K. B. : Les deux ne sont pas sans rapport, c’est certain ! Parfois l’improvisation est comme une espèce de laboratoire de la composition. Symétriquement, il m’arrive, au cours de la composition d’une pièce, de tester une certaine ambiance en improvisation et d’observer les réactions. Improviser, c’est un peu comme composer, mais comme si on disposait seulement d’un crayon et pas d’une gomme ! On n’a pas droit au repentir. Quand une chose est faite, elle est faite !
: Dans le cas de votre future improvisation sur le film de Fritz Lang, il y a une référence. Ce mythe des Nibelungen a donné naissance à une œuvre musicale importante. Comment aborder l’improvisation dans ce cas-là ?
K. B. : Il y a plusieurs choses que l’on peut faire. Alors qu’une musique a été écrite à l’époque du film, il est courant aujourd’hui de projeter le film en utilisant des extraits de Wagner plus ou moins bien ordonnés. On a parfois affaire à une sorte de patchwork un peu curieux. Or c’est compliqué parce que Fritz Lang n’était pas un fan de Wagner et s’il s’est plongé dans ces légendes germaniques, ce n’est pas tout-à-fait l’histoire de Siegfried telle que Wagner l’a utilisée dans son Ring. De façon très pragmatique, il m’arrivera, de temps en temps, de faire des clins d’œil à l’esprit et au style de Wagner, parfois même d’utiliser certains leitmotive. Mais comme il s’agit tout de même d’une projection de quasiment cinq heures, je ne peux pas rester dans un seul style musical et j’irai prendre mon bien où il se trouve. Certains passages fantastiques iront chercher du côté Debussy ou post-debussyste. Je pourrai aller du côté de l’expressionnisme et je ne m’interdirai pas quelques clins d’œil à la musique plus ancienne, de la Renaissance ou de Bach, avec son sens du religieux, ou même au silence. C’est un film que je connais bien, mais lorsque je poserai mes mains sur le clavier, je ne saurai pas du tout ce que je ferai. Je me laisserai embarquer par les images.
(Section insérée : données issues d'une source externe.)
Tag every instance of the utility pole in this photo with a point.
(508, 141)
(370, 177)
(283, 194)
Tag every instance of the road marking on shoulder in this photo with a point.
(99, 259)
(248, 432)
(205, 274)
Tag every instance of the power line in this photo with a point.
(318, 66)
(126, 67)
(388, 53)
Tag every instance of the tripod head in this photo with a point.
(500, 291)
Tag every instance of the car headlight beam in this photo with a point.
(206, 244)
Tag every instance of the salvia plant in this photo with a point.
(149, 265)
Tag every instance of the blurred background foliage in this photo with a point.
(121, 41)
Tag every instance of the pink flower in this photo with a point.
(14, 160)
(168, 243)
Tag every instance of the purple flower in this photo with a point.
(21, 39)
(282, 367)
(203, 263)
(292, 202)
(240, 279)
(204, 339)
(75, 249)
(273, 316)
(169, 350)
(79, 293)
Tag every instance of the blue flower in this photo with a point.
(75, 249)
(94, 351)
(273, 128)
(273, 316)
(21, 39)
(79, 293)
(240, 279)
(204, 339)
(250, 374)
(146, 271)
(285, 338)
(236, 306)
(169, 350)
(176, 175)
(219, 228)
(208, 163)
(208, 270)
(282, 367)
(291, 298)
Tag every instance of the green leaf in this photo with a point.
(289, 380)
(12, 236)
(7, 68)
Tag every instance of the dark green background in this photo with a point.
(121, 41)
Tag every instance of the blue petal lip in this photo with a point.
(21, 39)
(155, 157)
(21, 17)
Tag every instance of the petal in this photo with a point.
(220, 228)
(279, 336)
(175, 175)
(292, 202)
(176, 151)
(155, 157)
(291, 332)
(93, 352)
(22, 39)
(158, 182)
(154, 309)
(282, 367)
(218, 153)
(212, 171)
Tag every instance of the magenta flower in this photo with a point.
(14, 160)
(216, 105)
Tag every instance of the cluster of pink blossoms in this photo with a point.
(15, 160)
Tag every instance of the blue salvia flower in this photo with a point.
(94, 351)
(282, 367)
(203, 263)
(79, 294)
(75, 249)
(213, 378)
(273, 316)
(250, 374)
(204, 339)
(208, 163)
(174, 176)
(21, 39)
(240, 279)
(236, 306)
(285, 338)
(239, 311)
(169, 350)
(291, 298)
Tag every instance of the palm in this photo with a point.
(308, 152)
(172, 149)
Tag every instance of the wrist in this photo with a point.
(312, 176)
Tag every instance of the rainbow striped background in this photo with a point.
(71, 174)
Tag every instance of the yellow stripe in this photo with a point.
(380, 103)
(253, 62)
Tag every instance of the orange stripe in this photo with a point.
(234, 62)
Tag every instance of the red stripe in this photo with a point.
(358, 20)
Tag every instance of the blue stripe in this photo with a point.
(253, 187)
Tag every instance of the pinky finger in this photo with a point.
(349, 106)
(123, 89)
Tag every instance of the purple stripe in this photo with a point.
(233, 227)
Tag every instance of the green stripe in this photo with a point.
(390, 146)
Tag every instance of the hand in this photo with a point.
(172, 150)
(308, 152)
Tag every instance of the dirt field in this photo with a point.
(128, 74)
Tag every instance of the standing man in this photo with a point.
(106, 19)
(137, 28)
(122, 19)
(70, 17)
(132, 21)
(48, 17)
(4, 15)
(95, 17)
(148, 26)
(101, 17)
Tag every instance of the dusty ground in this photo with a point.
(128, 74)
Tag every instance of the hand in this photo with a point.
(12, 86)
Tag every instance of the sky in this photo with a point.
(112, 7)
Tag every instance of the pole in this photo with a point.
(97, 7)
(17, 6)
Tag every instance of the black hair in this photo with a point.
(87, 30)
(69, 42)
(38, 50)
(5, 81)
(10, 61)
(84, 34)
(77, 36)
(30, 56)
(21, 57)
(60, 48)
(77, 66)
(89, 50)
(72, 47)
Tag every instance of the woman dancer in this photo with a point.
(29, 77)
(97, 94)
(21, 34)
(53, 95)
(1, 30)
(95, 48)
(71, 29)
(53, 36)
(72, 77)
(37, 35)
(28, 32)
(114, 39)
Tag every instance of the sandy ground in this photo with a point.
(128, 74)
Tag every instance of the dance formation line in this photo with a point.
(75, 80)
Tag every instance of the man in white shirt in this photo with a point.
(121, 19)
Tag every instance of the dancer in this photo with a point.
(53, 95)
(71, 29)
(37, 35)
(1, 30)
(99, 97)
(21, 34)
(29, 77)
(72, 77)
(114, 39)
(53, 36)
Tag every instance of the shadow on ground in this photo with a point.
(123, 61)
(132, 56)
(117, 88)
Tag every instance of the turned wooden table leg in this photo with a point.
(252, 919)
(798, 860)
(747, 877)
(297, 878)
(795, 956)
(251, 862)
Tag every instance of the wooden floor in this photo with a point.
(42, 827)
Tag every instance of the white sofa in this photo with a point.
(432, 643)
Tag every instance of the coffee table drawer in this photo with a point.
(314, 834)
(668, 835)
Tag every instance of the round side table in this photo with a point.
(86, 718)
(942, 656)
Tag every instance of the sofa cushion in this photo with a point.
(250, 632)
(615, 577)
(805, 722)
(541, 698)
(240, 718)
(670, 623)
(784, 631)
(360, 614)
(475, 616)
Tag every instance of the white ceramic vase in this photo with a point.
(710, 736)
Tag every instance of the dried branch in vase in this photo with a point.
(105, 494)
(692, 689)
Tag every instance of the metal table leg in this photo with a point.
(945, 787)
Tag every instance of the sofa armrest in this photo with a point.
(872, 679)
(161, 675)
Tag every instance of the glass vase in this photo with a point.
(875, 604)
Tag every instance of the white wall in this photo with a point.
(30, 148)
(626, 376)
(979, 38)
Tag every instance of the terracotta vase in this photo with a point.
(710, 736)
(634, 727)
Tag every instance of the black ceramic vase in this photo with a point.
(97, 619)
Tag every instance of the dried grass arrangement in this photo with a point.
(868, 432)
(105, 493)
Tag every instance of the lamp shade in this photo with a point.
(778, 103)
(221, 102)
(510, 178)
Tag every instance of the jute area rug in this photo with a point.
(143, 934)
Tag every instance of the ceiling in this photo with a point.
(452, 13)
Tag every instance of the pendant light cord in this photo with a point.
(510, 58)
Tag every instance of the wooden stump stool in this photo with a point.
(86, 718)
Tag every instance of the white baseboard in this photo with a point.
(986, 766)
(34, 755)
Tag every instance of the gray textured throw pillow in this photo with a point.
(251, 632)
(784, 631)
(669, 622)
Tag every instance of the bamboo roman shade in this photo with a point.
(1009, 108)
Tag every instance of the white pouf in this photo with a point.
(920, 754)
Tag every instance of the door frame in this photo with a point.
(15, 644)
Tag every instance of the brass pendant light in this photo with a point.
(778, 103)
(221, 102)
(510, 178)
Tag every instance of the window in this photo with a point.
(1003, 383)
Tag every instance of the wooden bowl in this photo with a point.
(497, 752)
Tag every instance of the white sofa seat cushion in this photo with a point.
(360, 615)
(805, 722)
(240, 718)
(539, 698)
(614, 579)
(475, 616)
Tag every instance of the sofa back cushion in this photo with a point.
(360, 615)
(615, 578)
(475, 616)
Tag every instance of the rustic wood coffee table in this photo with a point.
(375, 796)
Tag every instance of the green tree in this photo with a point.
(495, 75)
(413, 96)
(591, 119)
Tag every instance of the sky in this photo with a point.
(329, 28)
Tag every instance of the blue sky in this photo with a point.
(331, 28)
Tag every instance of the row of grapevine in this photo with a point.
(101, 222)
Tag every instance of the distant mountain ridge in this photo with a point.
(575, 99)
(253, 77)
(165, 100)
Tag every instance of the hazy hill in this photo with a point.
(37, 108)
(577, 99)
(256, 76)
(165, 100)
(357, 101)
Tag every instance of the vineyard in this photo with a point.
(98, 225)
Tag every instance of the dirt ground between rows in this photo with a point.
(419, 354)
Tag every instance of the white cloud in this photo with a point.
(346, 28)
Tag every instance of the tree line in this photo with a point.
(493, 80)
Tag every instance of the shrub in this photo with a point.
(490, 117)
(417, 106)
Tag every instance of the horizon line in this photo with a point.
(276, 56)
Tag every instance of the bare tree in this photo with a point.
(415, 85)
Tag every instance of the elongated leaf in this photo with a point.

: Comment allez-vous gérer la durée exceptionnelle de ce film : cinq heures de présence au clavier !
K. B. : C’est en effet un défi. Néanmoins, je vais également accompagner un film sur Les Misérables, de Victor Hugo, un film qui dure plus de six heures (deux fois trois heures) ! Je ne m’interdis pas de ménager parfois des silences, mais normalement je joue en continu. Il est vrai que cela suppose une certaine endurance et un travail important sur le climat.